There’s happier news from Manchester, UK: the Diwali Basket Brigade marshalled its resources to deliver food hampers to deprived families across the UK, to celebrate the real spirit of Diwali.
Tariff & visa hardships continue
Leading H-1B visa sponsor Tata Consultancy Services has said that it will not make a single fresh hire in that category. The Economic Times had listed the top US corporations dependent on foreign workers, which had signaled a turn towards new hiring policies a year ago. Newsweek has the current list of companies which have stopped sponsoring H-1Bs. Meanwhile, in India, the textile sector is facing strong headwinds due to 50% tariffs, reports CNBC. India exports textiles worth $36.5 billion globally, with about a third destined for the US. The sector had been growing at 5% until the summer, but was down 10% year on year in September, with unsold inventories piling up, production lines halted and skilled workers going unemployed.

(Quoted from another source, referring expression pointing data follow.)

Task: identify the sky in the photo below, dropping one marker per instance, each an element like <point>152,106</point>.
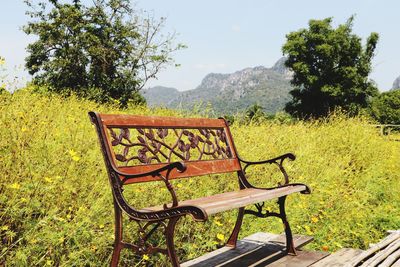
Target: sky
<point>225,36</point>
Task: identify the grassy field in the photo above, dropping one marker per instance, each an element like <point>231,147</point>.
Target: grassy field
<point>56,206</point>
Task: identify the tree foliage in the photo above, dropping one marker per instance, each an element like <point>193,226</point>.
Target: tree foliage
<point>331,69</point>
<point>104,51</point>
<point>385,108</point>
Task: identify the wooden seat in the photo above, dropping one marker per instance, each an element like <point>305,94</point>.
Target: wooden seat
<point>139,149</point>
<point>236,199</point>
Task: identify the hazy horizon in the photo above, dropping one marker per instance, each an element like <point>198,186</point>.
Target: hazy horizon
<point>228,36</point>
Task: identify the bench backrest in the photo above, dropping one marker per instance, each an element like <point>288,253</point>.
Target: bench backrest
<point>139,144</point>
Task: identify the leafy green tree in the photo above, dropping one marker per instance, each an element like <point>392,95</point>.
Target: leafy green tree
<point>255,113</point>
<point>385,108</point>
<point>331,69</point>
<point>106,51</point>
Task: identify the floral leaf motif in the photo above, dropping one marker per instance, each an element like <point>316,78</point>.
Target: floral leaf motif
<point>141,140</point>
<point>228,152</point>
<point>125,133</point>
<point>126,151</point>
<point>115,142</point>
<point>142,155</point>
<point>152,146</point>
<point>113,134</point>
<point>120,157</point>
<point>162,133</point>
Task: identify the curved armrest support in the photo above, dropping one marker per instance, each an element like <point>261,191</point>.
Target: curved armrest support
<point>180,166</point>
<point>270,161</point>
<point>278,161</point>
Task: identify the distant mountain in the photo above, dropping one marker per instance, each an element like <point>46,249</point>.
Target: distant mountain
<point>160,96</point>
<point>231,93</point>
<point>396,83</point>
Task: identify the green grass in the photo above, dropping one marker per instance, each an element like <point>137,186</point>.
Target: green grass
<point>56,205</point>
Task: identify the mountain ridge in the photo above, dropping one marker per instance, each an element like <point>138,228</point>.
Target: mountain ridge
<point>232,92</point>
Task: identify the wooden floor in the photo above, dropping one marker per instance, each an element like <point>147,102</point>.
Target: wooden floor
<point>265,249</point>
<point>260,249</point>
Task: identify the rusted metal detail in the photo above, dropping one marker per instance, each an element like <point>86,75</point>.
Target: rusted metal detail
<point>277,161</point>
<point>261,213</point>
<point>135,146</point>
<point>232,241</point>
<point>169,234</point>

The politics of partitions and saris
In Asia Sentinel, old India hand John Elliott has reviewed Sam Dalrymple’s first book, Shattered Lands: Five Partitions and the Making of Modern Asia. While Partition has defaulted to the vivisection of Punjab, where the goriest stories came from, it also divided Bengal, which still has a visible refugee legacy. And Kashmir and Palestine, which made grim headlines this year, are both consequences of callous British mapmaking as the empire, which had stretched from Aden to Mandalay, imploded under the financial burden of World War II. Dalrymple also notes that the origins of political Hindutva lie in the tacit British assumption that Hindustan was for Hindus.

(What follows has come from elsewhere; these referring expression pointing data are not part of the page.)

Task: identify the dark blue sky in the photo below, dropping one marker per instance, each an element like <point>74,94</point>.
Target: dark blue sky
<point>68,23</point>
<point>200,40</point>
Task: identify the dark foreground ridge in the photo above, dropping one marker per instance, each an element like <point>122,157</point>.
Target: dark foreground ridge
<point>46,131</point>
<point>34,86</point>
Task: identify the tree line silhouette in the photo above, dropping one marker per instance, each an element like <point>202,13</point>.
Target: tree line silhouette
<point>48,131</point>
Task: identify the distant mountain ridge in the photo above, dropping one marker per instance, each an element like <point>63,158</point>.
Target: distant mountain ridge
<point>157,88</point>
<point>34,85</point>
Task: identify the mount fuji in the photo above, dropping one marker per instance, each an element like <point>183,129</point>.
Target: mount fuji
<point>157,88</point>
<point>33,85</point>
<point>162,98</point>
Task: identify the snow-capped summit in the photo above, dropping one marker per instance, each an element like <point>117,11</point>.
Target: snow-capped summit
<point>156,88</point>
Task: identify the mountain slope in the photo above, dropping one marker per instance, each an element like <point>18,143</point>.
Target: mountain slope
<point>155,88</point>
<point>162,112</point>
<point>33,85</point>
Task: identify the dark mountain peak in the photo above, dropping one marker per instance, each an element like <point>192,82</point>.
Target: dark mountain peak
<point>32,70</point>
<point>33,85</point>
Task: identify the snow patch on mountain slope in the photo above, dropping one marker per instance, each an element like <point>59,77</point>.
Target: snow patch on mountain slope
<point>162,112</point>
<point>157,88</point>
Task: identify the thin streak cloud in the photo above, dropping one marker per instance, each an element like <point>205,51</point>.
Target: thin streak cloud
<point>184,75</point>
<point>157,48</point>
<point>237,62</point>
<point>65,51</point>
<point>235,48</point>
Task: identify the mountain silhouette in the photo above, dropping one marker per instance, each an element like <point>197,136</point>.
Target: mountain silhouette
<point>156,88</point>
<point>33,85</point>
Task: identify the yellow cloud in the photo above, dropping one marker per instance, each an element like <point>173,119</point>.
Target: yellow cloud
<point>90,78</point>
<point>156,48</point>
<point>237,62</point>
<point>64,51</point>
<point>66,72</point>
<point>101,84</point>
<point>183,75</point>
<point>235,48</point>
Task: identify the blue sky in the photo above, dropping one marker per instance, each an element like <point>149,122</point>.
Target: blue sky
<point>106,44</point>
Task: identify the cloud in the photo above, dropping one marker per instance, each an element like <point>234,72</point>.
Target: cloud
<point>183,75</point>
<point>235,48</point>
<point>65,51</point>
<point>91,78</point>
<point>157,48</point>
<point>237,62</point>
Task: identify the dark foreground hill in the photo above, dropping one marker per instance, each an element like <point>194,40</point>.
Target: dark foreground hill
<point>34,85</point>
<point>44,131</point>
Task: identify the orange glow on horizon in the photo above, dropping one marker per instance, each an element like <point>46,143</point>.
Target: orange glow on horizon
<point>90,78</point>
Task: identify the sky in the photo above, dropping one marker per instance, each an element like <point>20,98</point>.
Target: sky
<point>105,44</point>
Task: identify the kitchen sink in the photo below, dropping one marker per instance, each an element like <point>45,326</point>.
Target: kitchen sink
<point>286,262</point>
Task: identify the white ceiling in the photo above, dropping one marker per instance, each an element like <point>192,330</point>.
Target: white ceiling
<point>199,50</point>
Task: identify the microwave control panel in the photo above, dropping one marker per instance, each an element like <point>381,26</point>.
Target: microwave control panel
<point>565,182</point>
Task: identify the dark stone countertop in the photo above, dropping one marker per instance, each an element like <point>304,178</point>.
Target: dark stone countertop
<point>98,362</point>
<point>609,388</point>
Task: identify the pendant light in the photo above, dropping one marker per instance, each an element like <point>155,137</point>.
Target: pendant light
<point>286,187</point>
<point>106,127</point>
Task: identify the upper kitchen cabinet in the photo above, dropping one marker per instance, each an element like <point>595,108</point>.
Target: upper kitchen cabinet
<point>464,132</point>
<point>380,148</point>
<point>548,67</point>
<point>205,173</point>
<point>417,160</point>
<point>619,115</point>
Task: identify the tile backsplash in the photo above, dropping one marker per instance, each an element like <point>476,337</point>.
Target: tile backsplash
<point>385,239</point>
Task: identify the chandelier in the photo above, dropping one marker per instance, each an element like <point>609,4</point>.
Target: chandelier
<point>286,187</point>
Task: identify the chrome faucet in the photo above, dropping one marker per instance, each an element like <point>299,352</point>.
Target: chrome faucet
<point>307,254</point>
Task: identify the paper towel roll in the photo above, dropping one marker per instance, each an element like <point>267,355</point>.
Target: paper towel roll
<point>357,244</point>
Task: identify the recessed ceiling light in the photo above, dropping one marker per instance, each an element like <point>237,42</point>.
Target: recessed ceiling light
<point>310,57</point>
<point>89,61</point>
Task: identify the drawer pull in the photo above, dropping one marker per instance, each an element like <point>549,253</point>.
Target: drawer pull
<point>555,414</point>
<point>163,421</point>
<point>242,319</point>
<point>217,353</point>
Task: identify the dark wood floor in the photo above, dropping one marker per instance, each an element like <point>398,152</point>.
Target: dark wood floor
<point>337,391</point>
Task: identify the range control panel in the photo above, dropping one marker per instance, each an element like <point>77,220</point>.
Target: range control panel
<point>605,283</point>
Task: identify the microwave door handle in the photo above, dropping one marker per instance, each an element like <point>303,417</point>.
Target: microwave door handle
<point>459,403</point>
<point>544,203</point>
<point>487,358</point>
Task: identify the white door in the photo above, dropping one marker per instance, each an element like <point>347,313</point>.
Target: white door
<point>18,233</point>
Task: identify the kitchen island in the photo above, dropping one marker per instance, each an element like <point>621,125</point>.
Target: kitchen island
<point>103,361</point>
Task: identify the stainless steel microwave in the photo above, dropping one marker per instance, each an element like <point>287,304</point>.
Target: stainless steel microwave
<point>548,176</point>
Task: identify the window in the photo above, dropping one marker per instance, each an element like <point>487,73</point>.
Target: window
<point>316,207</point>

The New York Historical and the Center for Women’s History have collaborated to put up an exhibition on saris “as art and political statement”. Meaning, that the show visually explores the contribution of South Asians to making culture and politics in the First World. The New York Times notes that the Indian delegation at the International Alliance of Women for Suffrage and Equal Citizenship, held in Berlin in 1929, did not have a flag because they represented a colony. Led by Kamaladevi Chattopadhyay, they tore up some of their sarees to create a flag of their own. Amidst anti-immigration rhetoric and raids, the sari exhibition, which will run until April, speaks of truth and resistance.
The bite in the ‘Masala Movie’
McCain Foods Canada has premiered the short film Masala Movie to launch its new regional flavours McCain Masala Fries and Chili Garlic Potato Bites, a north Indian staple. The film channels the chatpata magic of Bollywood. It’s a professional production by a team led by ad filmmaker Nitin Menon which includes two of the people behind Slumdog Millionaire ― choreographer Longinus Fernandes and assistant director Maxima Basu, who also designed costumes for Bajirao Mastani. Indian markets have been fully loaded with Indianized chips for a couple of decades, but they’re a novelty elsewhere.

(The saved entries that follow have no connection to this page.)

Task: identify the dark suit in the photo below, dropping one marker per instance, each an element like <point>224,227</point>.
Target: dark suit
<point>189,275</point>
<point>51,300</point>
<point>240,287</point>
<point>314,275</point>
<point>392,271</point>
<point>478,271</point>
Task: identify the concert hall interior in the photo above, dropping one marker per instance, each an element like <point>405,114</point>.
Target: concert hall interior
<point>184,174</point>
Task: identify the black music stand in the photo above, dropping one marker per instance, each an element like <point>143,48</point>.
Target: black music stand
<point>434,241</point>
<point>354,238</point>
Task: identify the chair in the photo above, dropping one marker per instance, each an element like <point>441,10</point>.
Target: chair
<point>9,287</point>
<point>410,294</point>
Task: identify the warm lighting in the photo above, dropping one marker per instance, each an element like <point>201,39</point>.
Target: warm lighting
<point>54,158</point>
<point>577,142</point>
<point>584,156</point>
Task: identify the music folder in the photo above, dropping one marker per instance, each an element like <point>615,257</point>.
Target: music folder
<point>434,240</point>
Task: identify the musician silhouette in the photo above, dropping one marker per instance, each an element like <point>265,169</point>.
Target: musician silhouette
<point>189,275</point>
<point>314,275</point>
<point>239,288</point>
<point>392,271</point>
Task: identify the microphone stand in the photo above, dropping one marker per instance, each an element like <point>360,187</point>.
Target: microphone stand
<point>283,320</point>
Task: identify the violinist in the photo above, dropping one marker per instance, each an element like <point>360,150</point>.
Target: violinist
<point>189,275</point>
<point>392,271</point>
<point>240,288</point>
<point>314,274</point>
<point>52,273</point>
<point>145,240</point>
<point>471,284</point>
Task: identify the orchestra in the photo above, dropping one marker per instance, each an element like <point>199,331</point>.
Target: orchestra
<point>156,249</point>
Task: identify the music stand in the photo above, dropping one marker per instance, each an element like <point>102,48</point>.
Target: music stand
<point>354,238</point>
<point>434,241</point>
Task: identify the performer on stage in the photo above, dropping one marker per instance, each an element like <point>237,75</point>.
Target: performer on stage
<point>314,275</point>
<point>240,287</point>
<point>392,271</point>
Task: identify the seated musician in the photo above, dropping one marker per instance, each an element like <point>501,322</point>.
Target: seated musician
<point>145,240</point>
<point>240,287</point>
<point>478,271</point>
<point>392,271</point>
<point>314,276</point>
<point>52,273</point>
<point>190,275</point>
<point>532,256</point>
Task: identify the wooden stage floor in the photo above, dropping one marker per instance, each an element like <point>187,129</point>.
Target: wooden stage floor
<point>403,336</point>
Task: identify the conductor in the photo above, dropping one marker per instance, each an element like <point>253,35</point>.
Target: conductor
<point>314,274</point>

In other entertainment news, film producer Anjay Nagpal, who has worked with Todd Phillips in Joker and Dev Patel in Monkey Man, and has adapted Abraham Verghese and Aravind Adiga for the screen, is the new executive director of the Indian Film Festival of Los Angeles.
Not everyone’s cuppa cha
The iconic India Tea logo was created in 1976 to certify the geographical origin of Darjeeling, Assam and Nilgiri teas. It reflected tea-growers’ recognition that tea could be branded and propagated worldwide like champagne and coffee. While India teas are indeed travelling, and some cafes in Europe and the US now know the difference between first flush, second flush and dust and fannings, business has been slow. You can now order a ‘Chai Latte’, of course, but it’s nothing like the craze that the East India Company prospered from, when the tea trade spanned Asia, Europe and North America. And you can still fling a dummy tea chest from the gunwale of a ship tied up at Griffin’s Wharf in Boston harbor, replaying the Boston Tea Party, just for old times’ sake.